I regret to inform you that yesterday, a senior editor of Roget’s Thesaurus assumed room temperature, bit the dust, bought the farm, breathed his last, came to the end of the road, cashed in his chips, cooled off, croaked, deep sixed, expired, gave up the ghost, headed for the hearse, headed for the last roundup, kicked off, kicked the bucket, lay down one last time, lay with the lilies, left this mortal plain, met his maker, met Mr. Jordan, passed away, passed in his checks, passed on, pegged out, perished, permanently changed his address, pulled the plug, pushed up daisies, returned to dust, slipped his cable, slipped his mortal coil, sprouted wings, took the dirt nap, took the long count, traveled to kingdom come, turned up his toes, went across the creek, went belly up, went to glory, went the way of all flesh, went to his final reward, went west—and, of course, he died.

The opposite of a synonym is an antonym; that is, synonym and antonym are antonyms.
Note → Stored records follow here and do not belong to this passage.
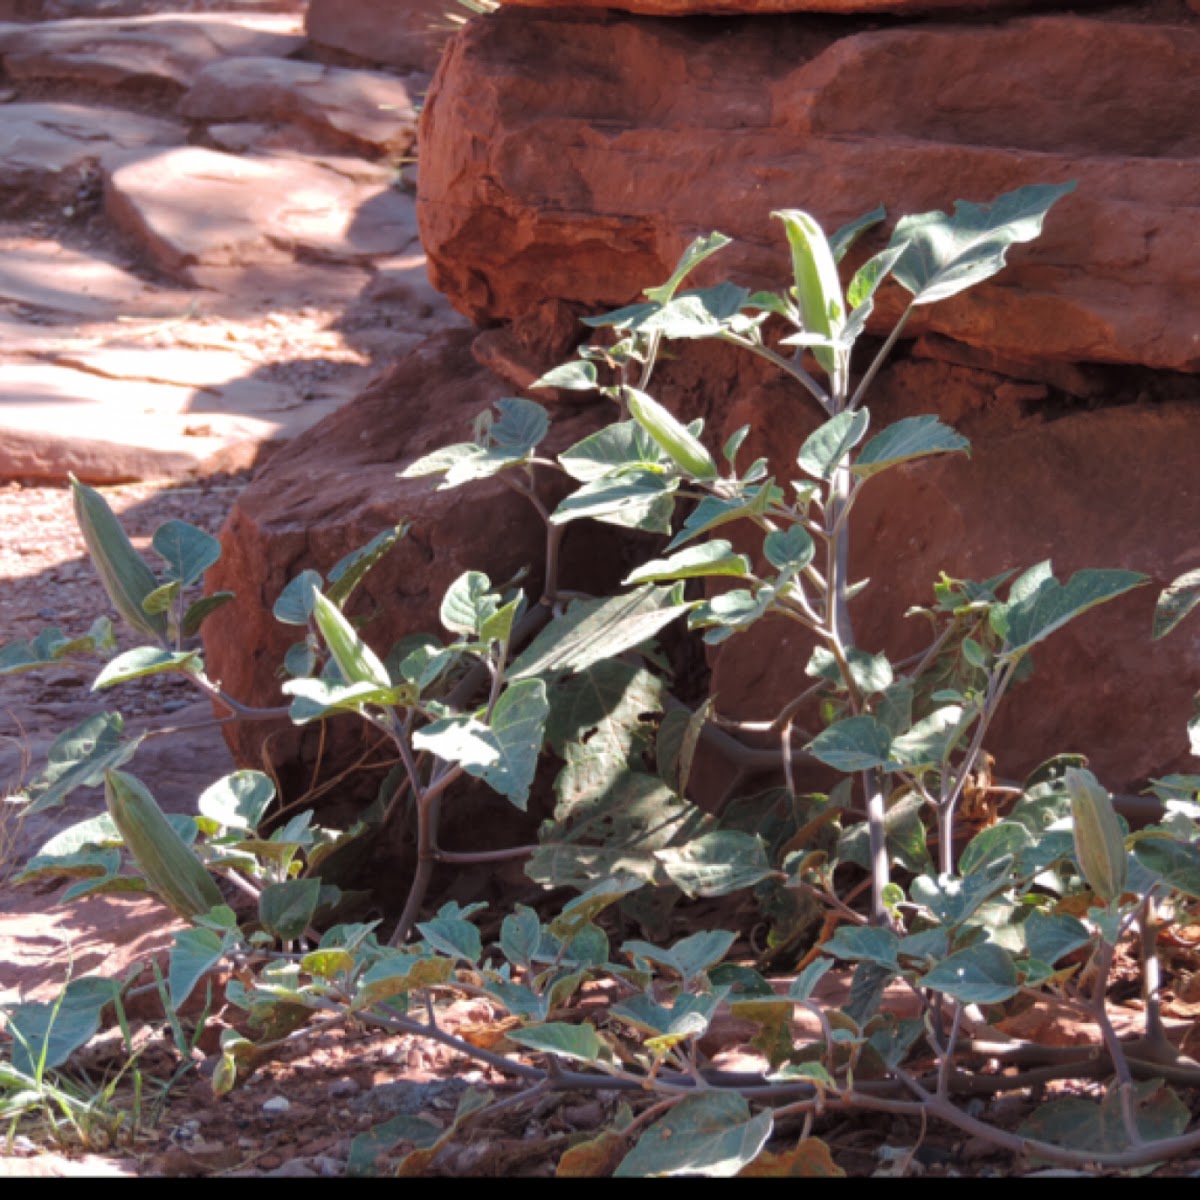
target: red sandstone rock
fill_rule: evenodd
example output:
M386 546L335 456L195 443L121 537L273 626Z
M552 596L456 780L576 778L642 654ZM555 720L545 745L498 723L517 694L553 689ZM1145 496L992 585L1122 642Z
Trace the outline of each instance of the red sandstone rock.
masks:
M453 0L310 0L305 28L318 53L432 71L455 29L452 15Z
M1078 180L993 284L920 310L1026 360L1200 368L1200 28L1079 15L853 29L507 10L452 44L424 110L431 278L480 322L614 307L697 234L699 282L785 282L772 209L835 228ZM531 70L530 63L537 69ZM879 324L897 311L881 296Z
M514 8L561 8L559 0L501 0ZM653 17L695 17L727 13L836 13L858 16L863 13L887 13L907 16L937 9L971 9L986 12L993 8L1040 7L1044 0L573 0L572 8L619 9Z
Aside from the usual antonymic pairings—black and white, good and bad, rich and poor, fat and thin—antonyms can be formed anagrammatically, in which case they are called antigrams:

cheater/teacher

filled/ill-fed

fluster/restful

listen/silent

marital/martial

Satan/Santa

united/untied

and by deleting internal letters:

animosity/amity

avoid/aid

communicative/mute

courteous/curt

cremate/create

deify/defy

encourage/enrage

exist/exit

feast/fast

friend/fiend

inattentive intent

injured/inured

intimidate/intimate

patriarch/pariah

pest/pet

prurient/pure

resign/reign

resist/rest

spurns/spurs

stray/stay

threat/treat

un-huh/uh-uh

vainglorious/valorous

wonderful/woeful

Now that you know how to transdelete letters from the middle of words, I hope that I no longer intimidate you. Simply remove the id from the middle of intimidate, and the result is intimate.